The other outside linebacker spot is much more wide open. The Badgers also shifted senior defensive end Tyler Dippel back to linebacker, and he's got a good frame for the position. But Dippel has struggled with injuries too, and now he's got some younger players hot on his heels. Joe Schobert saw playing time as a true freshman last year, and he really impressed defensive coordinator Dave Aranda during the spring at outside linebacker. Schobert took advantage of the extra reps he got during the spring, and I expect that he'll see the field a lot as a sophomore, even if he doesn't win a starting job this fall.
Keep an eye on Vince Biegel too. A 6-foot-3 Wisconsin Rapids native, Biegel was recruited as a linebacker and will play on the outside for the Badgers in the 3-4. He has pretty much any athletic tool you could want at this position, but I think a few other older players have an edge on him for playing time. Biegel is going to be a very productive player for the Badgers if he stays on his current track, and he has a perfect opportunity to show the coaches what he can do when fall camp opens up.

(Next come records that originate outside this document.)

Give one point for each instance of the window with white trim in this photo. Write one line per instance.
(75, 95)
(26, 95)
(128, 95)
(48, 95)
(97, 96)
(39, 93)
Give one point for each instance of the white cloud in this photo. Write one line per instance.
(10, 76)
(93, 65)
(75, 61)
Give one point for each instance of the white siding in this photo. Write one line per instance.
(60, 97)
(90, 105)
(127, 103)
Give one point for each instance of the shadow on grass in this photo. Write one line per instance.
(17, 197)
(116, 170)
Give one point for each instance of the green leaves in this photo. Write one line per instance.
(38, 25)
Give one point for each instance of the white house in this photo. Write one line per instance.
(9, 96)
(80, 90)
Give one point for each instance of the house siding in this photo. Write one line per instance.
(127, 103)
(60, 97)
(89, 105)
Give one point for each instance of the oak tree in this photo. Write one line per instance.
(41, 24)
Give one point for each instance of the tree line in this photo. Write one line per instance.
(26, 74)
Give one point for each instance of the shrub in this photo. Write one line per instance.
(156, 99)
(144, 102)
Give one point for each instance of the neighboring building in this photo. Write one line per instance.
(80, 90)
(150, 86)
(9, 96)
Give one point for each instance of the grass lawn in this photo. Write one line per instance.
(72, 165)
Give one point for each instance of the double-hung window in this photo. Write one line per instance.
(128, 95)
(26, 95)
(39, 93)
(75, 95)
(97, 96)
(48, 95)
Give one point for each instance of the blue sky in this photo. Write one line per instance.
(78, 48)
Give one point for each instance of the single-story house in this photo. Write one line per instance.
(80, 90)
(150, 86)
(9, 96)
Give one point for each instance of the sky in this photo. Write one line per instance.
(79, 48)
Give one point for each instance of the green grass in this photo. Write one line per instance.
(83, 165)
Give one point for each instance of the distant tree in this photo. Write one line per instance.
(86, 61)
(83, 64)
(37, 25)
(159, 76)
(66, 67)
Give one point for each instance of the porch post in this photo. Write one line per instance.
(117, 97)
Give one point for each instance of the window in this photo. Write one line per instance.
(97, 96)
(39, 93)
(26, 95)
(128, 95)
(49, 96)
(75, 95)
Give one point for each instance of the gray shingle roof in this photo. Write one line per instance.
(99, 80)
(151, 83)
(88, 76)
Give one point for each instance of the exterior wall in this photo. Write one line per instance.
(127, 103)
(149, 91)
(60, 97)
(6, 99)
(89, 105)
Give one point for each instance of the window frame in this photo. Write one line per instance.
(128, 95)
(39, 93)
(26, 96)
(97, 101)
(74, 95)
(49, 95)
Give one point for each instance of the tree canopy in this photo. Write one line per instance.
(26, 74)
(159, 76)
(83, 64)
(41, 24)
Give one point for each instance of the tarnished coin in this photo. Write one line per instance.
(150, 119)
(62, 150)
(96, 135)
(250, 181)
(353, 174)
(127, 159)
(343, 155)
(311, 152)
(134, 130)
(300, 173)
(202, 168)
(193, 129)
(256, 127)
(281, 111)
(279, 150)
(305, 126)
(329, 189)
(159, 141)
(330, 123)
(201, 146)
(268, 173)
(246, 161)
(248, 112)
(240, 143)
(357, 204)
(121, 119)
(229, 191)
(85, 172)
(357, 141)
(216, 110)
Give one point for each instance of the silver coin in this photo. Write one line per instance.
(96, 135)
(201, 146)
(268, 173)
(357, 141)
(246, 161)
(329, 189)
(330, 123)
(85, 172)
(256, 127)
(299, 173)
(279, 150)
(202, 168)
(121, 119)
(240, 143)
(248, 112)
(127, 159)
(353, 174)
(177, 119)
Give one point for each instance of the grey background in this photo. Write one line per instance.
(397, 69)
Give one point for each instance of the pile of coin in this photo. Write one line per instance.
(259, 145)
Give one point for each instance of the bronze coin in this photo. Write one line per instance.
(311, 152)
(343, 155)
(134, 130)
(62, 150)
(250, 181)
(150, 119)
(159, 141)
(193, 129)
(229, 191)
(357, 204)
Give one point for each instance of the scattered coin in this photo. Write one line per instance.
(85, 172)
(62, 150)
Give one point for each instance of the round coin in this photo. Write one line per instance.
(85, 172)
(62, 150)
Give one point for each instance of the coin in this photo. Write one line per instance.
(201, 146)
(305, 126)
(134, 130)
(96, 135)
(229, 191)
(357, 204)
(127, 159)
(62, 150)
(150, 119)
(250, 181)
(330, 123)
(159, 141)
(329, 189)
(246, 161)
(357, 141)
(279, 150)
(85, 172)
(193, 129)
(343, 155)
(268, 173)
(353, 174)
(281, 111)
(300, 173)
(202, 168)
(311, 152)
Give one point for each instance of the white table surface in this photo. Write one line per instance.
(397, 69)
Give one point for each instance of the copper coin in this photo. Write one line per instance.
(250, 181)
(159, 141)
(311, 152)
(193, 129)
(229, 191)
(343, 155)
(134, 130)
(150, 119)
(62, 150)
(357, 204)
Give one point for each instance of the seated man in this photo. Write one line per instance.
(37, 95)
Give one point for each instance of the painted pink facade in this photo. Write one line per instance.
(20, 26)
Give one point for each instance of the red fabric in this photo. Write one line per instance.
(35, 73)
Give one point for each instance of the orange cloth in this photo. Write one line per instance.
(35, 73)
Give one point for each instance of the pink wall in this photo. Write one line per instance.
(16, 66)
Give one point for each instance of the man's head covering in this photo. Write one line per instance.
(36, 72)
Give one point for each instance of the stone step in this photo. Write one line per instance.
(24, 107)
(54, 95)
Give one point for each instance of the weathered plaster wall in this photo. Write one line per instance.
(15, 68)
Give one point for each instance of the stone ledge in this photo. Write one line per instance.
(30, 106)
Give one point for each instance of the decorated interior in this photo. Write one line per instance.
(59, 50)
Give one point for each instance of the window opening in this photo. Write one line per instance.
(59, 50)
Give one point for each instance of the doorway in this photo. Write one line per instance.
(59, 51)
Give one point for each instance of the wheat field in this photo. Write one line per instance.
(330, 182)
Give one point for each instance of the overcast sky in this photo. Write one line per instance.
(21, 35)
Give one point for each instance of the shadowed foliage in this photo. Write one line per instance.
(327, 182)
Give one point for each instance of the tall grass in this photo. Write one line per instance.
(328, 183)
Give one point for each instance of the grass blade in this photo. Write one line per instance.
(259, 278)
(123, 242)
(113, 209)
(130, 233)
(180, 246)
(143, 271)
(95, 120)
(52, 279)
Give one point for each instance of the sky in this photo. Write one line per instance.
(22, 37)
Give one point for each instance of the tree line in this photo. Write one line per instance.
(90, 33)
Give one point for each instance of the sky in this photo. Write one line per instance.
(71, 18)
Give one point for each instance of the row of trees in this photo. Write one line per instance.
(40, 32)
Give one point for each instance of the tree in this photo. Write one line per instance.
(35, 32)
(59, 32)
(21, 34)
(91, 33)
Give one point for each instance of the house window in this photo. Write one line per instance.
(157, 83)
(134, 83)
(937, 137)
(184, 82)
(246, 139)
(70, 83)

The Badgers also have Jesse Hayes waiting in the wings. A 6-foot-3 redshirt sophomore from Cincinnati, Hayes has been adding weight to his frame since he arrived on campus, and he showed some play making ability during the spring. I'm interested to see how he looks after another summer of conditioning, and I think he has a good chance to crack the two-deep this fall.
And that's just the outside linebackers- the Badgers have a few other players on the inside who should see the field this year. Conor O'Neill, Derek Landisch, and Marcus Trotter will all battle for playing time this fall behind Borland and Armstrong, and they all have some interesting skill sets. O'Neill is one of their better defenders in pass coverage, and Landisch draws a lot of comparisons to Borland, both because of his size and because he just seems to make plays when he's on the field. Trotter is a solid player as well, but it will be hard for him to separate himself from the pack this fall with so many other players jostling for playing time.